As you saw in the output from reiserfsck, there were some losses of different kind. Apparently some files could be recreated, some could not be correctly placed and named.
I never missed the 13 seemingly deleted files. I don't know what they were.
Then I entered the lost+found directory. What a mess! 2765 files got their filenames replaced by some number. Great. Well better than loosing them all together. There is a listing of the file command for the files below. It boiled down to me using the preview functionality of Konqueror and named the files one by one by hand. Most of the stuff is done. I could not identify some mp3s I downloaded from some independent electronic artists. Oh well.

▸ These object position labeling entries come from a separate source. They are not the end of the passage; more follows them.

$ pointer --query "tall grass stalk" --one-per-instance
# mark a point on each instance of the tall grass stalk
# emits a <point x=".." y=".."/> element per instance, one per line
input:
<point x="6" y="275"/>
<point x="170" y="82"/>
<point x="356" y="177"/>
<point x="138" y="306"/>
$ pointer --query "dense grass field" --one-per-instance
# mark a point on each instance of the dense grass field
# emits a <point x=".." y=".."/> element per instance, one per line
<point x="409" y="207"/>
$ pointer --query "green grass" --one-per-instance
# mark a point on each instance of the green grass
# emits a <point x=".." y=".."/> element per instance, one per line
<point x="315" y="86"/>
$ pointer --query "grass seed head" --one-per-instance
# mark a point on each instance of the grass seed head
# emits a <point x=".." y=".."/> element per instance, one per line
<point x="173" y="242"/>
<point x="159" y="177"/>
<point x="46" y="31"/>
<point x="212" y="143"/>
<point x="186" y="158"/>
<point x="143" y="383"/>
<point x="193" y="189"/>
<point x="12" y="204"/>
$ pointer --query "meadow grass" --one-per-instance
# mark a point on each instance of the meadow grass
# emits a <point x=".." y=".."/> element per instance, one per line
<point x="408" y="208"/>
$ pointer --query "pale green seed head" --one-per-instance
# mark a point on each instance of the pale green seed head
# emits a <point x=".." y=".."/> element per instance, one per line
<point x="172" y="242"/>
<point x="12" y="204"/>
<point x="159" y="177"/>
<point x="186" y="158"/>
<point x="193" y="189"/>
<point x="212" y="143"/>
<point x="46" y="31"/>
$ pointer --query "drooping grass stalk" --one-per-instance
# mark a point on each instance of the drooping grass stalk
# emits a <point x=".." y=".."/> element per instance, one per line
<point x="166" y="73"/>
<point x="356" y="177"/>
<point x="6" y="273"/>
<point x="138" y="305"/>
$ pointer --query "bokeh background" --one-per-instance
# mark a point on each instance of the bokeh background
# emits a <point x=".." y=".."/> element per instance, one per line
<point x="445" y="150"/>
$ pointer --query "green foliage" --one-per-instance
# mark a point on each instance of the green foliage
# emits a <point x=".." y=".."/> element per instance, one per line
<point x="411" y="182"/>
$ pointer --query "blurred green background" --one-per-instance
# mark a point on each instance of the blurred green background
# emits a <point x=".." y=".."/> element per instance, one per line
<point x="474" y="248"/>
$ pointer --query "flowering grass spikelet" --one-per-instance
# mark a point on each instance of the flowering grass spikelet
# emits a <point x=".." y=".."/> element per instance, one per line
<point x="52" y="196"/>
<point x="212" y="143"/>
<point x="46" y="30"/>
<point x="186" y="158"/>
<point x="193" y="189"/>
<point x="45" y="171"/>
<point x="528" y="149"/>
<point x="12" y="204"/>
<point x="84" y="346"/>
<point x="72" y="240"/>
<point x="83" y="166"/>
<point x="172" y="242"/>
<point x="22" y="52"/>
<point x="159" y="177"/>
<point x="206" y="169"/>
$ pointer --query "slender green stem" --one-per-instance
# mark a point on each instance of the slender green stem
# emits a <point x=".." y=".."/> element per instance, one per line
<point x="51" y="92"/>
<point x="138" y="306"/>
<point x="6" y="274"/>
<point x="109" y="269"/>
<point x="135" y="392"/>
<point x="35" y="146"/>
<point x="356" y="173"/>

root@hastur:~# losetup -d /dev/loop0 root@hastur:~# mount -t reiserfs -o rw,loop=/dev/loop0 /data/daten/backup /mnt/loop root@hastur:~# cd /mnt/loop root@hastur:/mnt/loop# ls lost+found/ root@hastur:/mnt/loop# cd lost+found/ root@hastur:/mnt/loop/lost+found# ls -l > ~/listing_lost+found root@hastur:/mnt/loop/lost+found# file * > ~/file_lost+found root@hastur:/mnt/loop/lost+found# ls -l | wc -l 1175
The rest of the files were okay, so I basically did not loose any data.
IBM gave up their desktop harddisk line and moved it together with Hitachi. I still had about one and a half year left of the three year guarantee and could send it in. I got another identical 60gig drive from Mitsumi after running some analysis software from some IBM-DOS bootdisk and giving them some error code.
No data lost. Hardware got replaced. I am using ext3 for a change - even
though I don't blame reiserfs for the affair. I just want to see, if it makes
any difference for my desktop system. The answer till now is: no.
My next harddisk was from Western Digital. Can somebody tell me, why I wrote this article?
Don't trust harddisks for data storage. Duh.
Yes, this is no new finding. No, I would not have lost very important data on that partition - nevertheless it would have hurt. Just to everybody out there who has heard about disk-failures, but never experienced one: Ask yourself, what would happen when one of your disks crashed and then get yourself some sort of backup-scheme.
Anything is better than loosing data - even 5½" 360kb disks or printouts. What I am using right now is mirrordir and another hard-disk in my box. The name mirrordir is speaking for itself: it mirrors complete directory trees. It is a powerful *nix command-line utility with a lot of optional parameters to affect its behavior.
So right now I am securing my data, by mirroring the relevant directories to a second disk. It is a desktop system which is not up running 24/7, so I began by adding some lines to my system halt scripts. But, even though mirrordir is very effective as it only mirrors changed data, that was too much. Sometimes it is nice to have two different versions. Right now, I have a small script which mounts the backup-disk, mirrors some directories and than unmounts the backup-disk. I call the script from time to time. Not so often, when nothing changes, but I don't hesitate to call it either, as it is no hassle at all when it is running in the background. Or when I go to a LAN-party over the weekend, I just make a backup beforehand.
Yes, this is no off-site backup. It might not protect my data from evil system-intruders. I could add encryption to my backup-disk for that? It basically protects me from disk-failures and the unintended deleting of some data — assumed I realize it early enough. By the way: rsync should be able to do the same thing.